O sistema de Justiça criminal e os homicídios no Distrito Federal

O Ministério Público do Distrito Federal e Territórios divulgou dois relatórios extraídos do sistema Verum, mantido pelo Núcleo de Defesa da Vida. O fluxo do sistema de Justiça criminal dos crimes de homicídio consumado que acontecem no Distrito Federal é acompanhado desde o momento do crime, até o julgamento do réu em Sessão Plenária pelos jurados.

O Verum em números está em sua 3ª edição. É um anuário que conta com dados relativos aos homicídios consumados desde 2018 até 2022. Há informação sobre a quantidade de inquéritos que identificaram o autor do homicídio, quais foram arquivados e quais ainda continuam em investigação. Há informação sobre quantos dos denunciados foram julgados e, desses, quantos foram condenados. Todos os dados estão divididos por circunscrição judiciária onde o crime foi processado, e Delegacia de Polícia onde o crime foi investigado.

Concomitantemente também foi divulgado um relatório mais analítico, exclusivamente sobre os dados relativos aos homicídios consumados em 2018. Passados pelo menos 5 anos desde o cometimento do crime, este relatório permite visualizar de forma ampla a atuação do aparato policial e jurisdicional nos homicídios no Distrito Federal.

A página do Departamento de Justiça Norte Americano diz que “law enforcement” compreende as agências e servidores públicos responsáveis por fazer cumprir a lei, garantir a ordem pública e garantir a segurança pública. Indica que suas principais tarefas incluem a investigação e prisão dos indivíduos que são suspeitos de cometerem crimes. Não há uma boa tradução para a expressão norte-americana. Nós temos aqui as forças de segurança pública que são as polícias, militar, civil, de trânsito e rodoviária. Nós temos um sistema de Justiça criminal em que atuam a polícia civil e o Ministério Público, perante o Poder Judiciário. Mas não discutimos, pelo menos não da forma como deveríamos, “law enforcement”.

Um dos objetivos do Ministério Público com o sistema Verum é produzir informação de qualidade sobre o sistema de Justiça criminal, sob a perspectiva do que seria o law enforcement brasileiro. Com isso, de alguma forma, fomentar o debate importante, que nos parece escamoteado: qual a capacidade do sistema de Justiça criminal brasileiro de fazer cumprir a lei? Quais as nossas eficiências e ineficiências? Quais as consequências de nossos sucessos e nossos fracassos para a segurança e ordem públicas?

Os números extraídos do sistema Verum publicados pelo MPDFT indicam que, aqui no Distrito Federal, o Poder Público tem conseguido entregar justiça para os casos de homicídios consumados.
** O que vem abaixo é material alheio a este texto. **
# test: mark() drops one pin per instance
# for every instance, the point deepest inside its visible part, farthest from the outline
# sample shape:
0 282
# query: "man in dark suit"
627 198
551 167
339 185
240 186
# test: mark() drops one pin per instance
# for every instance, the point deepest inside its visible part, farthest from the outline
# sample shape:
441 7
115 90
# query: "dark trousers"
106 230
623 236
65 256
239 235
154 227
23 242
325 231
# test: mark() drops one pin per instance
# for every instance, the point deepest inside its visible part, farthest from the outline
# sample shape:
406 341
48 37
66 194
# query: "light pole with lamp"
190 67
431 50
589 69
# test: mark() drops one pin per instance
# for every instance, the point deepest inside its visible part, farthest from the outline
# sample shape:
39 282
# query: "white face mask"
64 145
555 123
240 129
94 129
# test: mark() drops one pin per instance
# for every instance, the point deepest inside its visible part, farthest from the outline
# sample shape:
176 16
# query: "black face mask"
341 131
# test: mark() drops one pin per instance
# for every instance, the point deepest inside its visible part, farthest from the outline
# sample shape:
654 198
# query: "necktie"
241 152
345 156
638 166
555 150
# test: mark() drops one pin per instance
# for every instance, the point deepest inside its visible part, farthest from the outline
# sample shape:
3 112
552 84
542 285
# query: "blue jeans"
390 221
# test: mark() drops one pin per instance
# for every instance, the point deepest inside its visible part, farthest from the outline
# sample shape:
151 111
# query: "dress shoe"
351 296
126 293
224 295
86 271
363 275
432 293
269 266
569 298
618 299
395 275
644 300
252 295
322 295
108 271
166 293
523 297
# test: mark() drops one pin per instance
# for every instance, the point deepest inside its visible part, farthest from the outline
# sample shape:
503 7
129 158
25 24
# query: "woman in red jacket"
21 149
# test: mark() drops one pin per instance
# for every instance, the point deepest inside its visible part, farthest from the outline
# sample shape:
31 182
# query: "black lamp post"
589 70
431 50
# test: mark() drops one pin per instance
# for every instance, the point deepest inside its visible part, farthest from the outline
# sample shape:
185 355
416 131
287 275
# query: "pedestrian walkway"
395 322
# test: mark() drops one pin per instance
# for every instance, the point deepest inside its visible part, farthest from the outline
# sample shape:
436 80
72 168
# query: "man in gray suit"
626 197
Apontam para uma investigação eficiente, com boa taxa de elucidação de casos. Para uma pronta atuação do Ministério Público no oferecimento das acusações e promoção da ação penal. E para a celeridade do Poder Judiciário no processamento e julgamento dessas ações penais.

Ao longo dos anos, desde 2018 até 2021, a taxa de elucidação desses crimes no Distrito Federal gira em torno de 70%. Isso quer dizer que em 7 de cada 10 homicídios analisados, o autor do crime foi identificado. É um número que fica acima das estimativas para a média de resolução de homicídios no Brasil e mesmo nos Estados Unidos.

Após a identificação da autoria de um homicídio, no mais das vezes, haverá uma denúncia oferecida pelo Ministério Público, dando início à ação penal que irá garantir ao acusado plenos direitos de defesa. No entanto, quando menores de 18 anos de idade praticam assassinatos, é instaurado um procedimento de apuração de ato infracional, cujo escopo não é punir o adolescente ou criança, e sim reeducá-lo. Isso ocorre porque são considerados inimputáveis. Também não haverá ação penal quando o autor estiver morto, pois nesse caso há extinção da punibilidade e o inquérito é arquivado.

O relatório analítico acerca dos homicídios consumados em 2018 indica que foram oferecidas 247 denúncias, e 75% dos réus levados a julgamento foram condenados. Com relação aos feminicídios, que são os homicídios cometidos contra mulheres em razão de seu gênero, foram oferecidas 20 denúncias, e não houve absolvição nos 19 processos já julgados. O único caso sem julgamento trata de um acusado que ficou foragido até meados de 2024, foi localizado, está pronunciado e aguarda o julgamento preso preventivamente.

Quando se pensa na dimensão preventiva que o sistema de Justiça criminal pode ter, amparada na ideia de uma responsabilização que iniba o cometimento de outros crimes, há o vetor individual: o assassino preso, pelo menos enquanto preso, não pode cometer outros homicídios. Mas há também a prevenção geral positiva: a punição reforça a validade da norma violada. Sim, houve um homicídio. Porém, seguem sendo proibidos os homicídios, e a prova disso é que o assassino foi punido. O reforço da validade da norma depende de seu cumprimento. Estamos falando, portanto, de “law enforcement”.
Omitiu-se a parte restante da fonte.